Che insegnamento le ha lasciato la grande opera di Calasso e quanto ha pesato sulla sua affermazione come scrittrice?
È un po’ noioso e paludato parlare di insegnamento. Come navi cariche verso porti lontani i libri di Roberto mi portano, ogni volta che li leggo, verso vari orizzonti: l’India e i suoi miti, la Grecia e le sue divinità, la Mesopotamia e le sue tavolette del destino, Parigi e Flaubert, Proust o Baudelaire. Non smetto di ordinare volumi di autori che trovo negli indici della sua opera, di cui ogni libro si apre su innumerevoli altri. Come potrebbero pesare su di me i suoi scritti, da cui traggo sempre qualcosa di essenziale? Forse, agli occhi di chi ci conosceva, vivevo e scrivevo nella sua ombra, anche perché non ho mai vissuto a Milano, ma a Mornaga: un luogo fantastico, nel senso adelphiano, dove ho vissuto una vita un po’ slegata dal mondo, dedicando il mio tempo al lavoro in giardino, alla lettura e alla scrittura, attività che richiedono tempo, concentrazione e dedizione.
Calasso viveva a Milano. Lei a Mornaga. Nella vostra relazione durata venticinque anni ha pesato, o col tempo ha fatto emergere difficoltà, questa distanza?
Di norma la distanza tra due esseri che si amano è salutare perché non nascono nevrosi o ossessioni come in una stretta e qualche volta soffocante vita coniugale. Poi Milano dista solo 135 km da Mornaga: un salto di gatto, come dicono i tedeschi. Appena poteva Roberto veniva sul lago. E quando era possibile lo raggiungevo con Josephine (28) e Tancredi (18). I nostri due figli.
Lei ha detto che scrivere questo libro è stato “un lavoro di lutto”. Cosa voleva dire di preciso?
Un lavoro di lutto perché, come Persefone negli inferi, sono scesa, immergendomi nella lettura dei miei diari, nel passato, riaccendendolo. È stato un lavoro doloroso, un vero lavoro di lutto.
Il suo libro è anche una lunga enciclopedia di nomi, incontri, libri, viaggi, città.
Non lo chiamerei enciclopedia, parola che emana una pesantezza accademica. Il mio libro è un racconto dei primi due anni del nostro amore in cui ho conosciuto, attraverso Roberto, libri nuovi, nomi nuovi, volti nuovi, circostanze e città nuove. E se per caso conoscevo già le città che visitammo insieme le vedevo comunque attraverso uno sguardo nuovo.
Ha paura della morte?
Certo.
Se dovesse essere lei, ora, a fare una domanda a Roberto Calasso, cosa gli chiederebbe?

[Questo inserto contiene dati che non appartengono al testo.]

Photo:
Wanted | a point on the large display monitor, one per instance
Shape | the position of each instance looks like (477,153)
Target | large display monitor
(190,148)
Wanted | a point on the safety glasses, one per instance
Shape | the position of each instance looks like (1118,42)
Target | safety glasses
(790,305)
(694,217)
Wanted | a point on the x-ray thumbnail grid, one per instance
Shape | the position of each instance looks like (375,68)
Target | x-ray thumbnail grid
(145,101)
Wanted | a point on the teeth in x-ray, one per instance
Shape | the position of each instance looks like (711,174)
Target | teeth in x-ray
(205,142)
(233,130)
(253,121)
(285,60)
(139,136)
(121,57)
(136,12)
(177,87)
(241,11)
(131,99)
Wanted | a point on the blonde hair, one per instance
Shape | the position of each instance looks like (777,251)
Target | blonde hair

Non avrei una sola domanda da porgli, ma centinaia. Si tratta quasi sempre di domande su scrittori e sui loro libri. Però, sì, una domanda terribile me la porto dentro. Ma non posso rivelarla.
Mi dica se sta scrivendo qualcosa.
Ho appena iniziato a rivedere la traduzione dal tedesco all’italiano del mio romanzo “Kream Korner” che uscirà in primavera sempre con Mondadori.